Stage 4: expert review to derive a gold standard-defined final set of cases of AAV
Experts in vasculitis from a wide range of geographical locations and specialties reviewed all submitted cases of vasculitis and a random subset of mimics of vasculitis. Each reviewer was asked to review ~50 submitted cases to confirm the diagnosis and to specify the certainty of their diagnosis as follows: very certain, moderately certain, uncertain or very uncertain. Only cases agreed on with at least moderate certainty were retained for further analysis.
Stage 5: derivation and validation of the final classification criteria for EGPA
The DCVAS AAV data set was randomly split into development (50%) and validation (50%) sets. Comparisons were performed between cases of EGPA and a comparator group randomly selected from the DCVAS cohort in the following proportions: another type of AAV (including GPA and MPA), 60%; and another form of small-vessel vasculitis (eg, cryoglobulinemic vasculitis) or medium-vessel vasculitis (eg, polyarteritis nodosa), 40%. Least absolute shrinkage and selection operator (lasso) logistic regression was used to identify items from the data set and to create a parsimonious model including only the most important items. The final items in the model were formulated into a clinical risk-scoring tool with each factor assigned a weight based on its respective regression coefficient. A threshold that best balanced sensitivity and specificity was identified for classification.
In sensitivity analyses, the final classification criteria were applied to an unselected population of cases and comparators from the DCVAS data set based on the submitting physician diagnosis. Comparison was also made between the measurement properties of the new classification criteria for EGPA and the 1990 ACR classification criteria for EGPA using pooled data from the development and validation sets.

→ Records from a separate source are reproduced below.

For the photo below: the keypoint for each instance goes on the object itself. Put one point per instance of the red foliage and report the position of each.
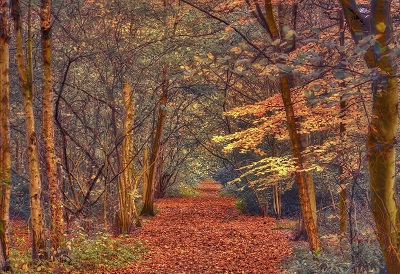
(206, 234)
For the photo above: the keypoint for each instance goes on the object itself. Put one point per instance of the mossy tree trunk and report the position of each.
(5, 159)
(56, 206)
(25, 75)
(148, 207)
(127, 188)
(383, 123)
(277, 29)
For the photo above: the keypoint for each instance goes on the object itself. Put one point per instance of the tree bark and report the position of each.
(56, 206)
(383, 124)
(5, 159)
(25, 75)
(299, 143)
(148, 208)
(127, 184)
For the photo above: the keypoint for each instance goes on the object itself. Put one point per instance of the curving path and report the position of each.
(207, 235)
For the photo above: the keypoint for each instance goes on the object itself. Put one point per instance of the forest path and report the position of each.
(206, 234)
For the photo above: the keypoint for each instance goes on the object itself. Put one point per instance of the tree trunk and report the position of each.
(127, 187)
(383, 125)
(276, 29)
(25, 75)
(56, 206)
(303, 178)
(148, 208)
(5, 159)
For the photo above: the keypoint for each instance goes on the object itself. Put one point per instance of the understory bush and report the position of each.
(361, 257)
(100, 251)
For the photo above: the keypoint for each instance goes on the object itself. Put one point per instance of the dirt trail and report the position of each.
(207, 235)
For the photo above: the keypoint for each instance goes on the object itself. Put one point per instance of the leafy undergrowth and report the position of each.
(86, 253)
(206, 234)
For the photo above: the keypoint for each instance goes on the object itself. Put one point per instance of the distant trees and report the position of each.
(5, 157)
(56, 205)
(25, 72)
(383, 126)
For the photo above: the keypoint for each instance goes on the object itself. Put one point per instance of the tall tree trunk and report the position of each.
(56, 206)
(25, 75)
(383, 124)
(5, 159)
(148, 208)
(276, 29)
(127, 187)
(343, 184)
(303, 178)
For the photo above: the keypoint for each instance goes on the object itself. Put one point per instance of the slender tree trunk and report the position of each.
(383, 124)
(303, 178)
(343, 184)
(25, 75)
(56, 206)
(5, 159)
(148, 208)
(128, 185)
(276, 29)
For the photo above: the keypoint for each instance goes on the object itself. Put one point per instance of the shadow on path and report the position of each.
(206, 234)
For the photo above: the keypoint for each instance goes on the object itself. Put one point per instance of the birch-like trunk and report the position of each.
(383, 123)
(56, 206)
(25, 75)
(127, 187)
(5, 159)
(148, 207)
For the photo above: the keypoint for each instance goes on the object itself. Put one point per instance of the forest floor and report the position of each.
(207, 234)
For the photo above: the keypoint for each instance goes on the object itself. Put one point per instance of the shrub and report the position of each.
(101, 251)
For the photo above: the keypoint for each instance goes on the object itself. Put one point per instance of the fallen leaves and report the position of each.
(206, 234)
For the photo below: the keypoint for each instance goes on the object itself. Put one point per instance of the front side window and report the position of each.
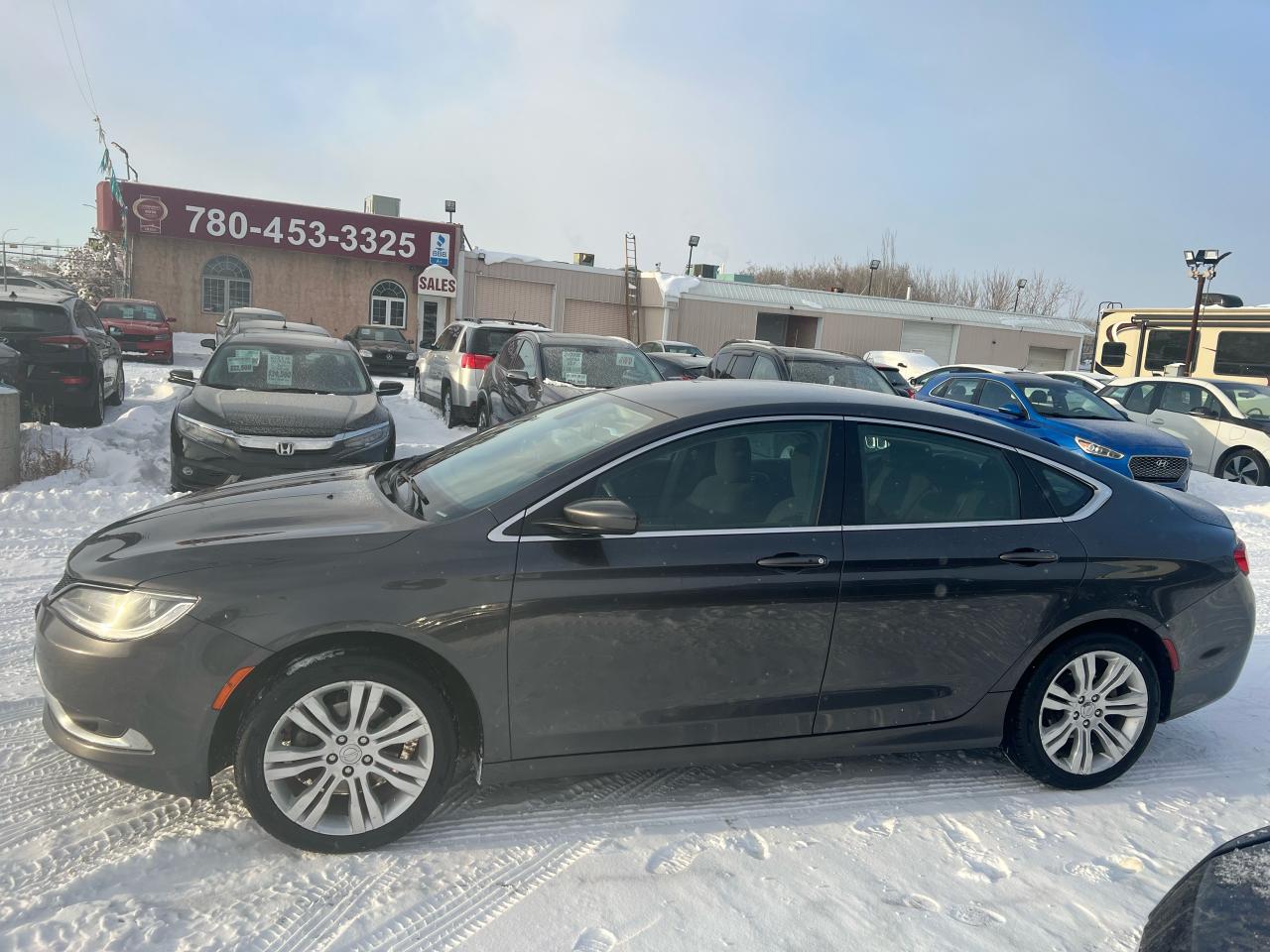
(226, 285)
(748, 476)
(912, 476)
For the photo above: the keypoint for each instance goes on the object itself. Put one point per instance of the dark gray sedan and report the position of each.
(663, 575)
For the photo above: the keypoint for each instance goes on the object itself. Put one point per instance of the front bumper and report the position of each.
(139, 710)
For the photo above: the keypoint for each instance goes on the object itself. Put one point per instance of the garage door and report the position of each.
(1046, 358)
(502, 298)
(594, 317)
(929, 338)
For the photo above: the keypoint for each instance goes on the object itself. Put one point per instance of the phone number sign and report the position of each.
(173, 212)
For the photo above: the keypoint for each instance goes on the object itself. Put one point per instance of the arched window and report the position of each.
(226, 285)
(388, 303)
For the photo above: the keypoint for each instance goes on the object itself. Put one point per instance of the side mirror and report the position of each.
(595, 517)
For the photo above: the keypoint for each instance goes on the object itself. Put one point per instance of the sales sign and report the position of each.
(173, 212)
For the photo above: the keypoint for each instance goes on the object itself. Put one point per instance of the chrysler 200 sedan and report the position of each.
(663, 575)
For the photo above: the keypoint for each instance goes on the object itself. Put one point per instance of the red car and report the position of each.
(139, 326)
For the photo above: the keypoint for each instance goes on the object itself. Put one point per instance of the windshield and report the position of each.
(1251, 399)
(381, 335)
(118, 311)
(1069, 402)
(50, 318)
(286, 368)
(493, 465)
(839, 375)
(597, 366)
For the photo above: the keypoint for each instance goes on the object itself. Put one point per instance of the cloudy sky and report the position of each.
(1093, 141)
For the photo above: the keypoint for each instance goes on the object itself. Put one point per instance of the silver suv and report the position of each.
(449, 371)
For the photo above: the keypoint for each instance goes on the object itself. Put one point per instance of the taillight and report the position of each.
(67, 341)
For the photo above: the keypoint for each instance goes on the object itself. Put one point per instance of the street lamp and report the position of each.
(1203, 268)
(694, 240)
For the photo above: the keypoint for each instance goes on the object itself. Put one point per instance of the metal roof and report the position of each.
(830, 302)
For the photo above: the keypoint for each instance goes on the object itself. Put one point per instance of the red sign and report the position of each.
(175, 212)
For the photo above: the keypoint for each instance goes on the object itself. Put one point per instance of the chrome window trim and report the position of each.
(1101, 492)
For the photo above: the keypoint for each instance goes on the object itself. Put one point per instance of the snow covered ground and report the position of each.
(913, 852)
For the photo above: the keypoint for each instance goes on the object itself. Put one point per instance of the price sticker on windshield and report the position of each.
(278, 371)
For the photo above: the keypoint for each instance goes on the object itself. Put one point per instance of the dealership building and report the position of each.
(199, 254)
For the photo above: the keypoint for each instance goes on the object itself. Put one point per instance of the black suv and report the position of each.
(70, 362)
(757, 359)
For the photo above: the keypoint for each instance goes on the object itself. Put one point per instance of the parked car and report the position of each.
(1092, 382)
(757, 359)
(671, 347)
(140, 327)
(1224, 422)
(227, 324)
(277, 403)
(907, 362)
(897, 380)
(1069, 416)
(1220, 905)
(72, 366)
(676, 366)
(541, 367)
(385, 349)
(449, 371)
(925, 376)
(668, 574)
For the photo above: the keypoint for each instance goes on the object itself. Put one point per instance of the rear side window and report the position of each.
(1065, 494)
(18, 316)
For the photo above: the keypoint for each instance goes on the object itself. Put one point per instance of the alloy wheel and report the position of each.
(348, 757)
(1242, 468)
(1092, 712)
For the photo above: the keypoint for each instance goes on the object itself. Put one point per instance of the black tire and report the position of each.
(447, 407)
(1237, 462)
(1023, 742)
(273, 699)
(116, 399)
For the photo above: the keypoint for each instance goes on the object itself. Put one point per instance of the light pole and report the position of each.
(694, 240)
(1203, 267)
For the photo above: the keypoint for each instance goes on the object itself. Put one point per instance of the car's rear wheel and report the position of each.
(1084, 714)
(344, 754)
(1243, 465)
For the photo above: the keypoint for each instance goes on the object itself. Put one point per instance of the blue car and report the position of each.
(1070, 416)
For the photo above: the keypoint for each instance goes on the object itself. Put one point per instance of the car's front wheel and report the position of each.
(1084, 714)
(344, 754)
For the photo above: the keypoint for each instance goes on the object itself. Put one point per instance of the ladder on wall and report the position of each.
(630, 276)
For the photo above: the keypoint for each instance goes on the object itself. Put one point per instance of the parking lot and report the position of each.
(951, 851)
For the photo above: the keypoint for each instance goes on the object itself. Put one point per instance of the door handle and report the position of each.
(1029, 556)
(793, 562)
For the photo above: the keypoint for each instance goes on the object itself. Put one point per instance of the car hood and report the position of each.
(1123, 435)
(257, 413)
(329, 513)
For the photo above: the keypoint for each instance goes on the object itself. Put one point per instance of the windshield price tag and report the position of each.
(278, 371)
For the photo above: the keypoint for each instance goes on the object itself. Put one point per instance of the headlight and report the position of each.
(202, 431)
(1092, 448)
(119, 616)
(375, 434)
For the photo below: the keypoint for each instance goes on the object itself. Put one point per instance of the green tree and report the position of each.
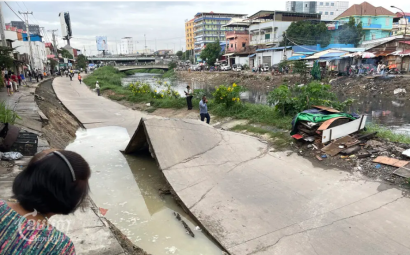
(306, 33)
(82, 61)
(211, 52)
(351, 33)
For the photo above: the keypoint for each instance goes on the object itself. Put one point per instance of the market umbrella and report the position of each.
(368, 55)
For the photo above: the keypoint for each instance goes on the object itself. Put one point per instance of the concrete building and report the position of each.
(328, 9)
(189, 34)
(208, 28)
(272, 24)
(126, 46)
(377, 22)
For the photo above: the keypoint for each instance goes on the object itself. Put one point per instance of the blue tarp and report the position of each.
(297, 57)
(333, 54)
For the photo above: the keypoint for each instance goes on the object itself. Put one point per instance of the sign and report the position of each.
(102, 43)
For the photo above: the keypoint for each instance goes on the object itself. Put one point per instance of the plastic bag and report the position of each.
(11, 155)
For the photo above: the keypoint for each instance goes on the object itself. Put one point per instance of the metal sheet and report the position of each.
(343, 130)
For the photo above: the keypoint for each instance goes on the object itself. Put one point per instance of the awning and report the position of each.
(297, 57)
(333, 54)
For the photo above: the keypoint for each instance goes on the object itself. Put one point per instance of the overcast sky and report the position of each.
(163, 21)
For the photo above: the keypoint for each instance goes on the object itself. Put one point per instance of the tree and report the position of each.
(211, 52)
(306, 33)
(179, 54)
(351, 33)
(82, 61)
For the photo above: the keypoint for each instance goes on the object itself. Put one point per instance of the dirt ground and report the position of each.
(62, 125)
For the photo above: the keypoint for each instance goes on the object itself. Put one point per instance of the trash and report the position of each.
(390, 161)
(11, 155)
(398, 91)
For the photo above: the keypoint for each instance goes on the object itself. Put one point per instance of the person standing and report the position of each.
(203, 110)
(14, 81)
(189, 96)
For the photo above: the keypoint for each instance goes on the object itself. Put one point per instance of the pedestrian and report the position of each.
(53, 183)
(203, 110)
(189, 96)
(97, 88)
(7, 84)
(14, 81)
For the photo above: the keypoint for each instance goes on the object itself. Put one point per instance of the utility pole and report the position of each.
(2, 28)
(54, 39)
(28, 37)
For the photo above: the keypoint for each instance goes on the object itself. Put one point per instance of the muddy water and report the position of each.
(381, 110)
(128, 187)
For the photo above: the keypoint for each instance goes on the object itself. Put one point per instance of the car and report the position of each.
(225, 68)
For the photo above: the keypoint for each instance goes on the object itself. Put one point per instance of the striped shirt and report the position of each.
(18, 236)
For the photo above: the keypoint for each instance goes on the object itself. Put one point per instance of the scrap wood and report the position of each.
(325, 108)
(390, 161)
(333, 148)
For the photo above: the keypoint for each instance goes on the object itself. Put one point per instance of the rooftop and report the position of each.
(365, 9)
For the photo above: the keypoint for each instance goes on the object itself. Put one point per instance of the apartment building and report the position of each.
(126, 46)
(189, 34)
(208, 28)
(328, 9)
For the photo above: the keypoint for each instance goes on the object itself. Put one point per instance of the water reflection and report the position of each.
(128, 187)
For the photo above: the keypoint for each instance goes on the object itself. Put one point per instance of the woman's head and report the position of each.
(54, 182)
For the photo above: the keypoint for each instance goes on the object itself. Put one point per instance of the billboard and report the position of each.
(102, 43)
(65, 25)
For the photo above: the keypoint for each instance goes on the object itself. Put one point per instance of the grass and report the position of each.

Generation of candidate classification items for the systemic vasculitides
The steering committee identified >1000 candidate items for the DCVAS case report form (see online supplemental appendix 2, available on the Arthritis & Rheumatology website at http://onlinelibrary.wiley.com/doi/10.1002/art.41982/abstract).
DCVAS prospective observational study
Between January 2011 and December 2017, the DCVAS study recruited 6991 participants from 136 sites in 32 countries. Information on the DCVAS sites, investigators and participants is listed in online supplemental appendices 3–5, available on the Arthritis & Rheumatology website (http://onlinelibrarywileycom/doi/101002/art41982/abstract).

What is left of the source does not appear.